INFECTIOUS ENDOCARDITIS

INFECTIOUS ENDOCARDITIS

1. DEFINITION

It is an infection of one or more heart valves of bacterial origin. The germs most often involved are Streptococcus; Staphylococcus; Gram-negative bacilli and Pneumococcus.

2. EPIDEMIOLOGY

Endocarditis is currently affecting increasingly older people. After the disappearance of acute articular rheumatism and rheumatic valvulopathies, other predisposing factors have appeared:

• Drug addiction IV
• Valve prosthesis
• Degenerative valvular sclerosis
• Invasive gestures
• Intracardiac devices

III-PHYSIOPATHOLOGY

1. LESIONS: progressive lesions of increasing severity are described.

• Proliferative lesions by sterile fibrino-platelet deposits
• If bacteremia with adhesion and multiplication of germs
• Development of infected vegetation
• Valvular destruction lesions and ulcerations

2-CONSEQUENCES:

Depending on the stage of the disease, we can have:

• Appearance or worsening of valvulopathy
• Appearance or increase of a murmur
• Heart failure
• Appearance of vegetation causing secondary septic outbreaks  

3-HIGH-RISK HEART DISEASES:

Certain heart diseases present a risk of endocarditis such as:

• Mitral insufficiency and stenosis
• Mitral valve prolapse
• Congenital heart disease 
• Valve prostheses  

 4- RISKY ACTIONS:

Invasive procedures are a gateway for germs leading to endocarditis; it is found in half of the cases. These are mainly surgical procedures such as extracorporeal circulation, placement of intravenous catheters, pacemakers, implantable chambers, hemodialysis and dental care.

IV-CLINIC

1. Fever : 

Its degree and type are variable. It perhaps more readily takes on an undulating aspect that a careful interview should seek to highlight, especially since between the febrile periods there may be phases of almost total apyrexia. This probably explains why the diagnosis of this condition has sometimes been made after a surprisingly long delay. But the fever is sometimes reduced to a simple low fever; it may even only be objectified by taking the temperature every three hours. In fact, very often, it is the prolongation, the tenacity of this fever that worries the patient and leads him to consult.

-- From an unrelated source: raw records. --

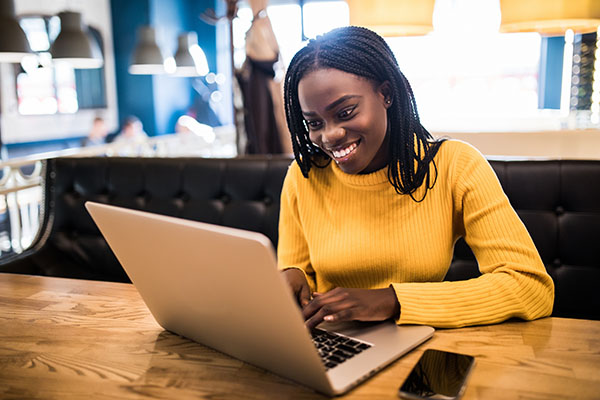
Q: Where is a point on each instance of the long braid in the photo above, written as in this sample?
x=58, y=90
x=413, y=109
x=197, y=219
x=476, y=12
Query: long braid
x=362, y=52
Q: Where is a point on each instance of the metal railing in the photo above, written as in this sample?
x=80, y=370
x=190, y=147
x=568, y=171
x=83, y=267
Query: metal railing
x=21, y=181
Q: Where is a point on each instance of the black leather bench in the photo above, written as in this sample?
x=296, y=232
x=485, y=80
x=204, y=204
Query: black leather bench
x=559, y=202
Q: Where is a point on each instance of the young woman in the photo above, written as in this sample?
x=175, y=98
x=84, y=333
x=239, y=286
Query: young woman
x=372, y=206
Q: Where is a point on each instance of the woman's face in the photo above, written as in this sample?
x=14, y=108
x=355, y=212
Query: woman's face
x=347, y=118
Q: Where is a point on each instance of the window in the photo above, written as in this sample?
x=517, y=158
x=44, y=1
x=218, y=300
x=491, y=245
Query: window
x=465, y=75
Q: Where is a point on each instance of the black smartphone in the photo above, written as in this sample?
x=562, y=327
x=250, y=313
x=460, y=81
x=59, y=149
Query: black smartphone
x=438, y=375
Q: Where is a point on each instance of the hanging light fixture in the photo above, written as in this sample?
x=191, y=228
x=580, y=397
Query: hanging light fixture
x=550, y=17
x=393, y=17
x=13, y=42
x=189, y=58
x=148, y=59
x=74, y=44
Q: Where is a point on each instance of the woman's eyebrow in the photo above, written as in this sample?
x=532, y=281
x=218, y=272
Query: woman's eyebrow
x=332, y=105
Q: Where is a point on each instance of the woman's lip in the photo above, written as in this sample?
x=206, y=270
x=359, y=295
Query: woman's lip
x=346, y=156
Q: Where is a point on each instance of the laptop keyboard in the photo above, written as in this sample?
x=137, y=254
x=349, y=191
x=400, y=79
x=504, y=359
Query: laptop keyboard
x=334, y=348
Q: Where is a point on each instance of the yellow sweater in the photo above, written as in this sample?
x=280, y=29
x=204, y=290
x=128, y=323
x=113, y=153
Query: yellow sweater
x=356, y=231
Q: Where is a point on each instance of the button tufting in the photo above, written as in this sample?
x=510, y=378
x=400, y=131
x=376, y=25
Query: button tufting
x=557, y=262
x=225, y=199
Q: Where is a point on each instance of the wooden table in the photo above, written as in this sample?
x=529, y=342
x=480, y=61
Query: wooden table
x=63, y=338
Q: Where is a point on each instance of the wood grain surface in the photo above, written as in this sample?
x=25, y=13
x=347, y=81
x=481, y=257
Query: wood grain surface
x=76, y=339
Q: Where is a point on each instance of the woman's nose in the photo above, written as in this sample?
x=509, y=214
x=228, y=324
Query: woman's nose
x=332, y=135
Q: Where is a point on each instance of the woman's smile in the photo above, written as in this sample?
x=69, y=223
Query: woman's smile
x=343, y=153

2. The other general signs are clearly in the background:

– a suggestive sign: pallor whose degree classically exceeds that of anemia.

– misleading signs: myalgia and arthralgia which have, in certain cases, led to talk of true “rheumatic forms” of Osler’s disease.

– finally, forms with significant weight loss have been reported which, especially in elderly subjects, can wrongly lead to a diagnosis of latent cancer.

3. Heart signs

These are most often murmurs whose organicity will need to be checked in these febrile and anemic subjects. They frequently reflect aortic or mitral valvulopathy, but endocarditis can be grafted onto other heart diseases.

On the electrocardiogram, look for atrioventricular conduction disorders which, if attributable to endocarditis, suggest a septal abscess.

Echocardiography and Doppler can highlight vegetations on the valves but also allow a precise assessment of valvulopathy and even a study of ventricular function.

4. Extracardiac signs

Three orders of signs must be sought because their presence has considerable diagnostic value:

– Splenomegaly: its often moderate nature should prompt a long search for it by making the patient breathe well; painful, it could indicate a splenic infarction.

– Skin signs: 

Bluish or pinkish nodules, always painful, located on the pulp of the fingers or toes, must be examined systematically. In fact, their fleeting nature makes them above all a sign of interrogation.

Petechial purpura, which develops in bursts, is most often located on the conjunctiva, particularly the lower eyelid, on the oral mucosa (palatine vault), on the skin of the clavicular region, and sometimes on the lower limbs. It is necessary to compare this, at the funduscopy, with the possible existence of shuttle-shaped petechiae alongside whitish Roth spots.

The false whitlow

– Respiratory signs: cough, dyspnea

– Ophthalmic signs: conjunctival purpura

-Neurological signs: cerebral or cerebromeningeal hemorrhages, cerebral abscess

-Rheumatologic signs: arthralgia of the limbs, myalgia

-Renal damage: renal failure due to glomerular damage

V-DIAGNOSTIC

1. Blood cultures

This is the key examination, they are carried out about ten times in three days, preferably at the time of a fever or shivering attack, on aerobic and anaerobic media, on penicillinase if necessary; the blood cultures will be kept in the incubator for at least a month with periodic subcultures because it may be a slowly growing germ.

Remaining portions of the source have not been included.